As you can imagine, there are two sides to this. Ecologists and nature lovers in general tend to fall onto the side of protecting and increasing native plants. And for good reasons. A native plant has been a part of the wider ecosystem for a long time, and it has adapted physically, chemically and genetically to that system. Pollinators depend upon the flowers and spread the pollen, birds depend upon the fruits and spread the seeds, animals depend upon the landscape for their homes, soil organisms thrive on the environment the deep roots of natives provide. It is a circle of dependency that is pretty self-sufficient. There is also a healthy diversity in lands that are allowed to go native. And diversity is considered a hallmark of health in an ecosystem. So natives seem to have a lot going for them.

The folks who are vigilantly protecting native areas are worried about all these good things disappearing when people interfere with the landscape. And of course, we interfere with the landscape all the time. In urban areas, 70% of the plants are non-native. And of course if you look at farmland, it's surely more than that. The truth is that native plants are being pushed out by our "progress". When one or more species is diminished in an ecosystem, the whole system is affected. The balance has been disrupted, the support systems have been damaged. Not so good. And yet that is where we are here on planet earth, and it seems unlikely that this will change.

My answer to this is to just learn about native species and find areas in which to plant them. For many years now I've turned my living room into a greenhouse and from February to April I've started herb, flower and vegetable seeds inside before planting them in my garden. Yet I had never planted seeds of a native species before this past winter. Many of these natives need "stratification" in order to germinate (a couple months outside in freezing temperatures). So I planted a good many flats of native flower seeds and let them sit outside beside my home from early February until May. By April, they were beginning to germinate. Then once they had their second and third leaves, I began to transplant each of them into their own little 4-packs, and let them grow some more. By the end, I had something like 1500 little plants waiting to be adopted! And now ALL of them have been planted around Prairie Hill. Many are already blooming. And they are beautiful!

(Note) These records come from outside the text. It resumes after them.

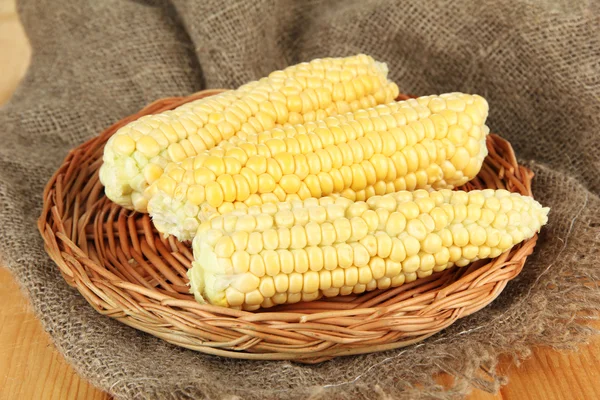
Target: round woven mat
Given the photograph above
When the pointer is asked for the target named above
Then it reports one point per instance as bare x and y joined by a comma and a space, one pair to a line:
127, 271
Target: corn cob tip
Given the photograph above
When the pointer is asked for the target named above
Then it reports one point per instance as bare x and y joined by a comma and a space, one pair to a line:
289, 252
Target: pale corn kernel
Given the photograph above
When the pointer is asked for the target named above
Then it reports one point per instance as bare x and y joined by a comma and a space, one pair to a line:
300, 260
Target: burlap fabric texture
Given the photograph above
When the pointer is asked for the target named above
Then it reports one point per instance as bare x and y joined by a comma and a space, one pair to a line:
95, 62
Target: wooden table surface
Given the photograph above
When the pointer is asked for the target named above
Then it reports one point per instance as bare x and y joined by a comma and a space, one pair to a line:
32, 368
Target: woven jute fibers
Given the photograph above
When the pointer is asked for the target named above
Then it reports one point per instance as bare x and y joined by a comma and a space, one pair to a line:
95, 62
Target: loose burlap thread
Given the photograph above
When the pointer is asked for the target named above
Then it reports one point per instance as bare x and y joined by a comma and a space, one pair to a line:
95, 62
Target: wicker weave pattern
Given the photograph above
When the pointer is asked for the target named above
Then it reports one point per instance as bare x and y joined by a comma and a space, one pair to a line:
125, 270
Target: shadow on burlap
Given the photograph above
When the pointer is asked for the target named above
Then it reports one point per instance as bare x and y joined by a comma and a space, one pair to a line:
95, 62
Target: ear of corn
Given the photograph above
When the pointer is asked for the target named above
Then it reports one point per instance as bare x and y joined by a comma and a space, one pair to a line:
429, 142
288, 252
136, 155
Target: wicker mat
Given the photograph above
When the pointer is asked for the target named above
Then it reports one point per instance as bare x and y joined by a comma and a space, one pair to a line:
94, 62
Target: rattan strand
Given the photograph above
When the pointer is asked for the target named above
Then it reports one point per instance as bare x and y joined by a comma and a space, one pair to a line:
127, 271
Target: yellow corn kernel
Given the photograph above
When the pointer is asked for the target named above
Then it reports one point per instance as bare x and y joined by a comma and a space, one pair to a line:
201, 124
253, 266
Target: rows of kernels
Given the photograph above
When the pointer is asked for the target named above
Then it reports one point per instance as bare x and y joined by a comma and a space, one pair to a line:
359, 246
138, 153
357, 155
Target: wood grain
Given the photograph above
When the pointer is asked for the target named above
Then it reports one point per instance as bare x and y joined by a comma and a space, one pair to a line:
32, 368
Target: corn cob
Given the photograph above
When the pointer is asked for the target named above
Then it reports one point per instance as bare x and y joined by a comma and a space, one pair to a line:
138, 152
288, 252
433, 141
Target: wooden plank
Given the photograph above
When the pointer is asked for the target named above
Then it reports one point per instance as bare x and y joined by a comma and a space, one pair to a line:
30, 365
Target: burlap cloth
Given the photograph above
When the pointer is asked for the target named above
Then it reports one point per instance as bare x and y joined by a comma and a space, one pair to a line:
96, 61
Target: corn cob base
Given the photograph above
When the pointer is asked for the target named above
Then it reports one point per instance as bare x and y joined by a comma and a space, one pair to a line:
289, 252
126, 270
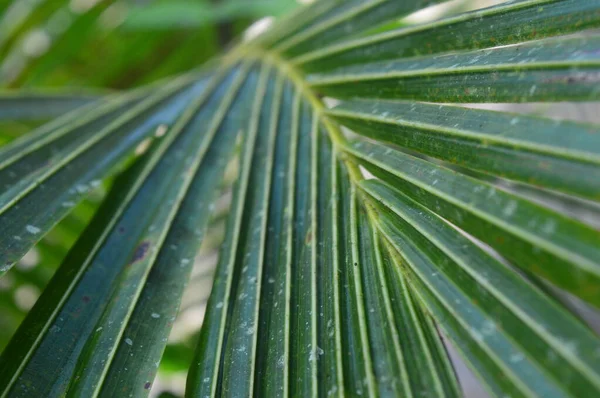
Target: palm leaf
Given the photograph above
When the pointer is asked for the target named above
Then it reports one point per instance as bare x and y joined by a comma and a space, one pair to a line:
358, 235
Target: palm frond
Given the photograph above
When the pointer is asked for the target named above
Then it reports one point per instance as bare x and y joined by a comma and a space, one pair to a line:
359, 233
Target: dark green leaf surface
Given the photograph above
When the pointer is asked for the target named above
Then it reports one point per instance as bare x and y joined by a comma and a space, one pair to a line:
331, 376
85, 301
559, 155
539, 240
358, 369
39, 106
507, 23
351, 16
548, 70
470, 283
256, 163
343, 258
46, 195
303, 305
134, 365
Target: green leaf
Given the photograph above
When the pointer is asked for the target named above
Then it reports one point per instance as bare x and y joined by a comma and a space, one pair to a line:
347, 266
549, 70
189, 14
206, 367
552, 154
351, 16
54, 180
507, 23
522, 329
541, 241
40, 106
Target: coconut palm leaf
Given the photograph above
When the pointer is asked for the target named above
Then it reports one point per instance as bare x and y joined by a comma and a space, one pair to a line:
372, 223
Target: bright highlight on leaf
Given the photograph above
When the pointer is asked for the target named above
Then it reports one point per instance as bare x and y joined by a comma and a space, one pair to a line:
372, 221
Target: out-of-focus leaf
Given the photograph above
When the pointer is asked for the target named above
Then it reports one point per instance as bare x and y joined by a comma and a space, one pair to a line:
192, 14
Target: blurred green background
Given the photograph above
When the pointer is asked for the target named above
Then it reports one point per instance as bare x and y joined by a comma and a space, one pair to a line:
97, 46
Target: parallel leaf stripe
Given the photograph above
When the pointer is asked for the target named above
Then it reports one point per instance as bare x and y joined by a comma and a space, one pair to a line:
499, 25
559, 53
404, 247
551, 322
563, 156
120, 307
207, 365
484, 366
303, 373
355, 280
290, 217
336, 264
50, 200
239, 359
400, 356
297, 22
40, 106
165, 284
33, 140
60, 163
577, 141
313, 231
354, 16
125, 189
559, 242
359, 7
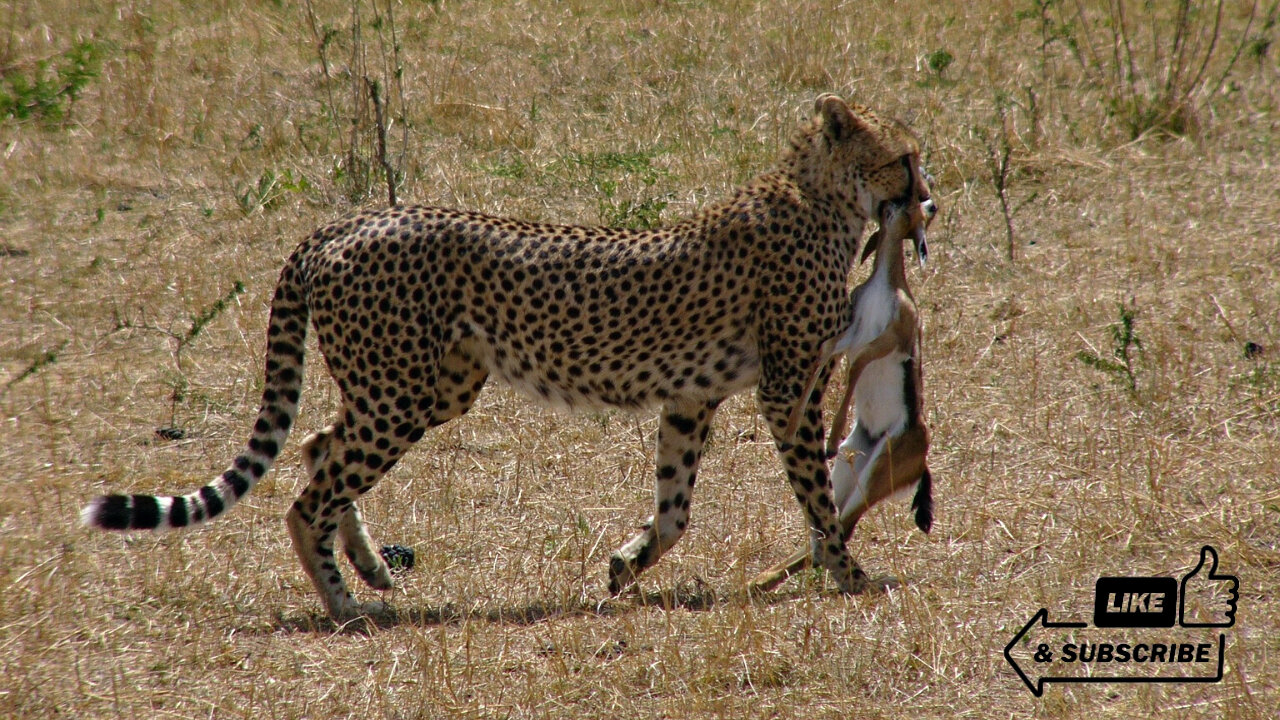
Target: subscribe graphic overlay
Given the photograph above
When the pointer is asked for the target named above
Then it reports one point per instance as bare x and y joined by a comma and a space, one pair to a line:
1144, 630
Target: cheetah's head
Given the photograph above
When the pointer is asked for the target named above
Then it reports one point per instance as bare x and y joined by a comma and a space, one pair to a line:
854, 159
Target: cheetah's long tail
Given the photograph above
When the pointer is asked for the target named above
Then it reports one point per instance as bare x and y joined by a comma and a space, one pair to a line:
283, 384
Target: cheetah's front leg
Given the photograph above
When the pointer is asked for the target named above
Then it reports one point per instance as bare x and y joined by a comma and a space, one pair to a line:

I'm sure that unless our civilization collapses completely and everything goes back to nature, we will probably have less and less native plants growing on our lands. But wherever it's possible to help them continue, we can promote them and plant them. No need to fight the ongoing procession of progress. We can just do in our own little areas what we can, and enjoy the peace of mind that comes from watching these wonderful resilient and beautiful plants, the result of thousands of years of creative evolution. They can be teachers, if we have time to listen and watch.

Comments

  1. oh Nan--I want to know the native plants names that you grew! They sound beautiful. And do you know any edible native perennials? I see a day fast approaching that the old standard garden plants are simply too sensitive to survive the shifts from huge rains with cool temps/then huge droughts with hot temps and dry strong winds / this spring it shifted every 2 weeks ---native plants may have a better chance of surviving.